The fencing industry specifically is having hardships as the top three building materials used in fencing are hard to come by. Tariffs, port closures, and shortages have had a heavy impact on the industry.
There is a severe shortage of pressure-treated lumber across the United States. This is causing issues for the construction and fencing industries. The shortage is largely due to the spike in DIY home improvement projects and working conditions in factories due to COVID-19.
Most pressure-treated wood comes from Brazil. Exports have slowed down due to shipping ports being closed. American lumber mills have also been closed or are working with reduced staff. The demand has been higher than the supply, and it’s estimated that it will be like this for a while.
Pressure-treated wood prices have skyrocketed between the months of June and July due to the lack of supply, and prices are expected to continue climbing.
Vinyl product manufacturers are facing the same issue: working at reduced capacity. Our vinyl manufacturer is 32,000 panels backordered, putting vinyl shipments out 6-8 weeks from their ordered dates.
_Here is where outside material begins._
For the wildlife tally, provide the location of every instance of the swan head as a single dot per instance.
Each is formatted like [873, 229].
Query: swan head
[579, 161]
There have also been PVC shortages. PVC is a plastic polymer that can be used for many applications. Many manufacturers began using PVC to make PPE for frontline workers during the beginning of the COVID-19 crisis. PVC is being used to make face masks and face shields.
Prices on European PVC exports have risen by 8.5%, Indian PVC export prices have increased as well. Plant closures across the US have greatly slowed down vinyl production and distribution. The shortage of available vinyl products is causing prices to rise across the board, imported or domestic.
The construction and automotive industries have been heavily hit by COVID-19. American made metal manufacturers are affected by the virus, as well as external factors, such as the Asian metal market. China is already the world leader for steel, and in 2017 it produced more than half of the world’s aluminum.
The construction and automotive industries are facing tariffs on imported materials, as well as long waiting periods to receive supplies.
Impact on Employees
At Paramount Fencing, we are keeping a “worker-first” mindset. Throughout the pandemic, employees from every sector are finding themselves overworked and stressed. COVID is affecting people emotionally, financially, and psychologically as well as physically. According to an article by the “Human Resource Executive”, 88% of surveyed employed individuals reported moderate to severe stress levels.
Across America, many employees are feeling stress over being exposed to the virus, their families’ needs, their children’s distance learning, financial hardships, uncertainty about employment, and learning curves with new work policies, workspaces, or schedules.
Prior to COVID-19, 1 in 5 adults in the U.S. reported having a mental illness. There has been an increase in mental health issues due to social isolation and stress. Studies have shown that adults who already suffered from depression or other mental health issues have remained more resilient while social distancing while those who had no reported mental illnesses prior have now a higher risk of developing symptoms of depression, especially adults over the age of 60. 47% of those sheltering in place reported negative mental effects.
We spoke with Kip HudaKoz, the owner of Paramount Fencing, who says “No fence is more important than individuals being able to return safely to their families. We have COVID- but our workers are also over-worked and stressed. We are working hard. I have been in the field daily assisting with installs. The situation is tough- but so are we.”